I have a tweets document, it contains like that lines:
RichardJ0nes -- Should I upgrade to an iPhone 5? Decisions, decisions!
AnthonyMOliva -- @AnthonyMOliva AT&T offering iPhone 5 refurbished starting at $99: Two months after making its debut, refur... http://t.co/IsPDzIrD #BBC
mittrashi -- RT @timesofindia: Apple iPhone 5S, iPad 5 already in the works? - The Times of India http://t.co/s782BHp5
I want to clean this document.
Firstly I want to clean the user names( example: RichardJ0nes — or @AnthonyMOliva ) and secondly I want to clean links (example http://t.co/s782BHp5) .
It should be like that :
Should I upgrade to an iPhone 5? Decisions, decisions!
AT&T offering iPhone 5 refurbished starting at $99: Two months after making its debut, refur...

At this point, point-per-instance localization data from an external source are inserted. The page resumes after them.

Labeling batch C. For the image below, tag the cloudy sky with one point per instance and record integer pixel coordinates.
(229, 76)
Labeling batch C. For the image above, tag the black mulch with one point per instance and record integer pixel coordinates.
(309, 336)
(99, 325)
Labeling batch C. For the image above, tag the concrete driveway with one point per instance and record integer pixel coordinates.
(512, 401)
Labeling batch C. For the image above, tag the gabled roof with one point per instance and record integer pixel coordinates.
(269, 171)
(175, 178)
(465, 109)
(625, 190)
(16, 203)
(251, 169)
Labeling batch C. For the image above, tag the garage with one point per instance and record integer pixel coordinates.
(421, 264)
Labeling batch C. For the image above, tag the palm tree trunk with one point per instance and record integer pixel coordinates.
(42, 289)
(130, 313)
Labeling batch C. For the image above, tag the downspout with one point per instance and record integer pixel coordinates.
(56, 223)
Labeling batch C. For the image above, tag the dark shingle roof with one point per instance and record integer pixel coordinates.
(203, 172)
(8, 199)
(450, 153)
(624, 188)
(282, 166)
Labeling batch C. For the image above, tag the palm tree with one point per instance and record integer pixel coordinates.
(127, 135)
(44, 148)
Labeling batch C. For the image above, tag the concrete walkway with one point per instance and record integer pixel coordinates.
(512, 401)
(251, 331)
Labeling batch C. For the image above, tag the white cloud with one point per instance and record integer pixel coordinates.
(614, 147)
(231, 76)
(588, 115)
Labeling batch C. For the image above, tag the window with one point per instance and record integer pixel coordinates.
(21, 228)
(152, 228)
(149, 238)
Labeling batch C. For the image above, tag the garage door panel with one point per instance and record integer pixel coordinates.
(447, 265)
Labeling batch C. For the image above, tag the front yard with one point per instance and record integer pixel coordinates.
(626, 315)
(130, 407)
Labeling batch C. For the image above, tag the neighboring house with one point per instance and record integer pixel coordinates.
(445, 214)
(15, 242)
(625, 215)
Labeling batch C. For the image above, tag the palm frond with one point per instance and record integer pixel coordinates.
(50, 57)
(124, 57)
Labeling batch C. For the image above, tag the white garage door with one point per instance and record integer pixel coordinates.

Apple iPhone 5S, iPad 5 already in the works? - The Times of India
I try doing something with regular expression on the notepad++ but I could not clean the text
I try delete first usernames with
find .*\(--\)
replace: \1
but it does not work on notepad++ . How should I do, please give me an idea ?
Search for
(^\S+\s--|\bhttps?://\S+|(?:^|(?<=\s))[@#]\S+)\s?and replace it with empty string.